Harry Bluestone (30 September 1907 - 22 December 1992) was a British-American composer and violinist who composed music for TV and film. He was prolific and worked mainly on composing with Emil Cadkin. Earlier on, he was a violinist and freelanced on radio in the 1930s with Artie Shaw, Benny Goodman and the Dorsey Brothers. Some of his compositions were also featured on APM Music.

==Early life==
Harry was born in England on 30 September 1907 and apparently went to New York as a boy.

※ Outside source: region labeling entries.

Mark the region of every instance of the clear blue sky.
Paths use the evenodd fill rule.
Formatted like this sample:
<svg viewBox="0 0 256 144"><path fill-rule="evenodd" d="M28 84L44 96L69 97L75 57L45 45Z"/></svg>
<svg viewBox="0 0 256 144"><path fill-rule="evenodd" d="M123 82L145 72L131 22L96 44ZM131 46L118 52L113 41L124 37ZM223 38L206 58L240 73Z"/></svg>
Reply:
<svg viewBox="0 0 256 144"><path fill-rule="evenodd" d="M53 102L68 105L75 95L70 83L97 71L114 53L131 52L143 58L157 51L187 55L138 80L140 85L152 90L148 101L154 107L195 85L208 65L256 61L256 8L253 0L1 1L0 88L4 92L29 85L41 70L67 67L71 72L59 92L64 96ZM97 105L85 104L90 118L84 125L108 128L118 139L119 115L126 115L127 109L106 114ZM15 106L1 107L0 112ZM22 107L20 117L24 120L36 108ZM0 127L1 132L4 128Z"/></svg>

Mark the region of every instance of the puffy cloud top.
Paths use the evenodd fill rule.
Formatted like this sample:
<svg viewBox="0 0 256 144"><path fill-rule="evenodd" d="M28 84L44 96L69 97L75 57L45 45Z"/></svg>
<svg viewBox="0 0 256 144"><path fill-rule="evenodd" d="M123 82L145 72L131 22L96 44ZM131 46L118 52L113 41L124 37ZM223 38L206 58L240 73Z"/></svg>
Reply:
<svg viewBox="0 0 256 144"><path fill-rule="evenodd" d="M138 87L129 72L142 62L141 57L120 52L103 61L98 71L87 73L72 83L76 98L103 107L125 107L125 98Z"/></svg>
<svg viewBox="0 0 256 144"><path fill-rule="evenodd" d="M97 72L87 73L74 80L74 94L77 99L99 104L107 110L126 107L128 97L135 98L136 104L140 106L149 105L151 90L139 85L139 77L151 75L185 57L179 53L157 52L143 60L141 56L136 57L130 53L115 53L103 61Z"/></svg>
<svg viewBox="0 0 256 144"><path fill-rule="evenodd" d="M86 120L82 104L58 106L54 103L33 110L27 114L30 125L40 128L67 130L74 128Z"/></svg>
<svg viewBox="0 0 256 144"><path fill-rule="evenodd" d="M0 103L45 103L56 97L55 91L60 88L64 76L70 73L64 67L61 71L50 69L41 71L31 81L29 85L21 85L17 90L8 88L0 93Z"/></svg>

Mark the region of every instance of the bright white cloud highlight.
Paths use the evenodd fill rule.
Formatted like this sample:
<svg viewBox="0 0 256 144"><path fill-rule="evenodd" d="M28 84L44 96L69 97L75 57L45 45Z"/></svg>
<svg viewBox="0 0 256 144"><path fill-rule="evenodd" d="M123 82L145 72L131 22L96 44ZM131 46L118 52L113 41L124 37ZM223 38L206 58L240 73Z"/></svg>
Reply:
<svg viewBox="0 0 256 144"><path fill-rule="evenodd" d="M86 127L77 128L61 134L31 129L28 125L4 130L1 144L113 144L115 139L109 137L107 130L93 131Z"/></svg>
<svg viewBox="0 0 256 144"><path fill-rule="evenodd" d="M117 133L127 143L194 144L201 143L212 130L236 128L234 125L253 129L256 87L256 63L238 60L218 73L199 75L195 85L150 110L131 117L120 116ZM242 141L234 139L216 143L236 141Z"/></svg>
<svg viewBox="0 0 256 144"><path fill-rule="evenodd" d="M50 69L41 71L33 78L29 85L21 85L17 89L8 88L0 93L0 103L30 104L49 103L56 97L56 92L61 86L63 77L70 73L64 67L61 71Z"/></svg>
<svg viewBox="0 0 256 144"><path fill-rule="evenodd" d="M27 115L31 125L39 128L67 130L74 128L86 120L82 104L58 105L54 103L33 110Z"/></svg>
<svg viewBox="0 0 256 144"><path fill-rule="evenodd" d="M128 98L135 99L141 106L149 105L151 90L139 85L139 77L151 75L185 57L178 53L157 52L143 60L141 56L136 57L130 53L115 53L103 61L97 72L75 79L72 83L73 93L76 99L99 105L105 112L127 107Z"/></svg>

He took up the violin at a young age, and the liner notes on his Artistry in Jazz album reveal "he performed the Bruch G-Minor Violin Concerto to critical acclaim when only 7 years old." As a teenager, he travelled to Paris with a small jazz group to back up expatriate singer Josephine Baker.
Harry graduated from the Institute of Musical Art (later renamed Juilliard School), and freelanced on numerous radio programmes in the 1930s with the Dorsey Brothers, Benny Goodman and Artie Shaw. He played with Bix Beiderbecke, Bunny Berigan and Red Nichols (who had in his employ a future cartoon sound genius named Treg Brown).

==Career==
Harry moved to Hollywood in 1935 with the Lennie Hayton Orchestra, which had been known as the Ipana Troubadors on Fred Allen's Show in New York, when it became the first orchestra on Your Hit Parade (eventually replaced in 1939 by the Raymond Scott). Bluestone had his own 15-minute radio show, recorded for Brunswick Records and was hired by Paramount Studios as its concertmaster.
He enlisted in the Air Force in 1942, rose to the rank of Master Sergeant and organised both the Army Air Force Orchestra and the Army Air Force Training Command Orchestra that replaced Glenn Miller, who went overseas to his eventual death.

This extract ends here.